The following appeared in Truth Aflame.

 

The Risk/Return Ratio

If you have ever done any reading in investment information you are probably familiar with the risk/return ratio. The ratio of risk to return is a key factor in deciding where you should invest. The goal is to find the greatest amount of return with the least amount of risk. What you often find, however, is that to get a very high rate of return you must be willing (and able!) to risk.

Like financial investment, theological education also has its risks. There is something blissful about ignorance, something secure in never having any of our value and belief systems challenged. And if there are risks, we must evaluate the possible returns in order to weigh the judiciousness of an investment of one's life in theological education.

Perhaps the greatest risk of embarking on the journey of theological education is that of its challenge to dearly held, yet unfounded beliefs. We are not speaking here of the fundamentals of our faith, but the many views which have undoubtedly been passed on to us that will not stand up to closer study and scrutiny. We risk finding that our "life verse" has an entirely different meaning in context than that we have given it. We risk having our theology challenged by other views, often to find that the view we brought to task is inadequate to meet all the evidence. It is a rare semester that doesn't find a student in the office struggling with the fact that something they have learned in one of their classes cuts across a long held belief. In careful theological education we risk the loss of theological innocence, and, as has been said, innocence once lost is lost forever.

A second risk of theological education is a new accountability. Much is required from those whom much is given, and the knowledge imparted in theological education is not benign information to be taken or left. With new ability to work within the revealed word comes a new accountability to live in obedience to it. There is a very real risk that after theological education there will be no return to a comfortable Christianity; awareness of truth and the demands of God will call us to a radical life which can no longer be lived in accord with the value system of this age.
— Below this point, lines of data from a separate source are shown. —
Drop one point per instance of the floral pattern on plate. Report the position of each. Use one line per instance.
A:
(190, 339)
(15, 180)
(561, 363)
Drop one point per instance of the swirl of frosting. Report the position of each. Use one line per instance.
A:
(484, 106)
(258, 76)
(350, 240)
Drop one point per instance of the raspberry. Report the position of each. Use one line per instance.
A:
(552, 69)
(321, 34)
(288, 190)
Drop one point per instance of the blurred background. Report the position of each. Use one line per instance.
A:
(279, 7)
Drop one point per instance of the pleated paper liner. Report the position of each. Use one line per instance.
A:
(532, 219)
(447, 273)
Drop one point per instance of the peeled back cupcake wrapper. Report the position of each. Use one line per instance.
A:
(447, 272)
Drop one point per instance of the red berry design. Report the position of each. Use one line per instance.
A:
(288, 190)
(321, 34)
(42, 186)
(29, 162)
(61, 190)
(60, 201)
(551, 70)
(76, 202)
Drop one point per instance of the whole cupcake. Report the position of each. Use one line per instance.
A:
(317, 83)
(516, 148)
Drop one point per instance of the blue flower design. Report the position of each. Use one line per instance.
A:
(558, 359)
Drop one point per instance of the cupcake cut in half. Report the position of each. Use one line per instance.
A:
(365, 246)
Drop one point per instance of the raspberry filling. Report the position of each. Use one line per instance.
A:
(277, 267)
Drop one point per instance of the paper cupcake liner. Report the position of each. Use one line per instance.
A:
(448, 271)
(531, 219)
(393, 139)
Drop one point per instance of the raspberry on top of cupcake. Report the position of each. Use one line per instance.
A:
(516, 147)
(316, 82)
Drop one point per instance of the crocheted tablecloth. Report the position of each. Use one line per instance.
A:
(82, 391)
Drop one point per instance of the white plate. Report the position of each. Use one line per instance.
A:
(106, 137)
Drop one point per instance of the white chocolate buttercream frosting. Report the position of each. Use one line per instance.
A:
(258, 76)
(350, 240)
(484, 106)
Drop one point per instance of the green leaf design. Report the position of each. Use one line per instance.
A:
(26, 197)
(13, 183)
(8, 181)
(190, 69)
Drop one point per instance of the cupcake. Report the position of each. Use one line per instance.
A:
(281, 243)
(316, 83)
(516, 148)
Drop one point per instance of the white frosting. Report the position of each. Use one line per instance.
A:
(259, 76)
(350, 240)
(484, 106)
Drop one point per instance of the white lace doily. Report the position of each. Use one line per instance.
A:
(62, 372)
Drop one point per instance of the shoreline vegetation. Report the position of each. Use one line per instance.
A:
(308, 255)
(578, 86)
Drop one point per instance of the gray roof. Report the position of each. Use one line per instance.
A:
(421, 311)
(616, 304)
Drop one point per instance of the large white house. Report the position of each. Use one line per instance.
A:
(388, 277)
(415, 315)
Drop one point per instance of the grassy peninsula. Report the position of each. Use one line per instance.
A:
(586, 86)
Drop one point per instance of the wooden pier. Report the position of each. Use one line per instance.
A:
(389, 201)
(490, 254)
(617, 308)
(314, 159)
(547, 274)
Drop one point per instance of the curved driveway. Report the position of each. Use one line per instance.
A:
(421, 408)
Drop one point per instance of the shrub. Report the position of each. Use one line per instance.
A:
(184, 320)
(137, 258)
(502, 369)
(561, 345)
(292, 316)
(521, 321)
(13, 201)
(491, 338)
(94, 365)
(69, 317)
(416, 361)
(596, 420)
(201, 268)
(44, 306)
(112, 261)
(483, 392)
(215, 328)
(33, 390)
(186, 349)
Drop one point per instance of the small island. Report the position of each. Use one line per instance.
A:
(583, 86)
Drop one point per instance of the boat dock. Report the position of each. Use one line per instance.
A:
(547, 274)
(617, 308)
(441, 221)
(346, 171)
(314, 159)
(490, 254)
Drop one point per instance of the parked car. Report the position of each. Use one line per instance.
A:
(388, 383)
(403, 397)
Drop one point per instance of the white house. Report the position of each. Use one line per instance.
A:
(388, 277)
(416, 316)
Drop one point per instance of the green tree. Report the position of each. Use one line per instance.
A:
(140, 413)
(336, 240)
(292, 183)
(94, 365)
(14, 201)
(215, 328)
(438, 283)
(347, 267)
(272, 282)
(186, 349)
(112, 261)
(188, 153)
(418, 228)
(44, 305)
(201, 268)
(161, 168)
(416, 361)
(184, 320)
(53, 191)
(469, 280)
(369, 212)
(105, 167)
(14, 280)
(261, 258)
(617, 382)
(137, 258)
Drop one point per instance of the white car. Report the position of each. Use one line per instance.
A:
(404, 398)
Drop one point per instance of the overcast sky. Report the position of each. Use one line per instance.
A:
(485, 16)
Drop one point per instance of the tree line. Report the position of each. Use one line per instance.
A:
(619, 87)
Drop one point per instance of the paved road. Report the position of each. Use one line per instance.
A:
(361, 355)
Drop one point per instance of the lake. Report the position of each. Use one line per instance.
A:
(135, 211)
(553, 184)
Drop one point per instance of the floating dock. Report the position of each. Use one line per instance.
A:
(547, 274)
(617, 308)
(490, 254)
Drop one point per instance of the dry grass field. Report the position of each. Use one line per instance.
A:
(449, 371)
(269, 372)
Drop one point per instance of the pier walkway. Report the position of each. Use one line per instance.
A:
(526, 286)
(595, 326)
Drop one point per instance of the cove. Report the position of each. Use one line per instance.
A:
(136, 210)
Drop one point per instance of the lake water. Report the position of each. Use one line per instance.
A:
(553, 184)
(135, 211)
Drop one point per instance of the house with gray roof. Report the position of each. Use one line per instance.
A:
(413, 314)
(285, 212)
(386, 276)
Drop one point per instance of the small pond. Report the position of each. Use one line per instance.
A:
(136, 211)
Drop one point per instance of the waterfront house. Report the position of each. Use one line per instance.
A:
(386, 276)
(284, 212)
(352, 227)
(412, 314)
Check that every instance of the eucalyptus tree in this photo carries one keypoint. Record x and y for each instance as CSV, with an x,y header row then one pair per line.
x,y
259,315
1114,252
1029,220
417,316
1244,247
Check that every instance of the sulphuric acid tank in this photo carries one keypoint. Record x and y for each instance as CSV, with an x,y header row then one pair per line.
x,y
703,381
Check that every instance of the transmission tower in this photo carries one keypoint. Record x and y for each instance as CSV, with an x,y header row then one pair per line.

Then too there is the risk of exposure. In theological education we are exposed to theologians of different stripes and denominations, and in reading and interacting with them we risk coming to the understanding that the Kingdom of God is not circumscribed by a particular label or denomination, that God's redemptive activity knows not the boundaries that we sometimes like to set. It is at times unsettling to be confronted with faith in those other groups, to find the line between "us" and "them" is more imaginary than real. Theological education carries with it the risk of finding out the difference between the important and the unimportant in line-drawing.

There are undoubtedly other risks as well in becoming educated theologically. The question that must be asked is: "Is it worth it?" This question can only be answered in light of the returns. The return...[is the] new ability to work carefully and accurately with the word. The capability of communicating well-founded faith to believers and unbelievers alike. An ability to apply the Biblical principals to life in our culture. Is it worth it? It sure is. But it is not without risk.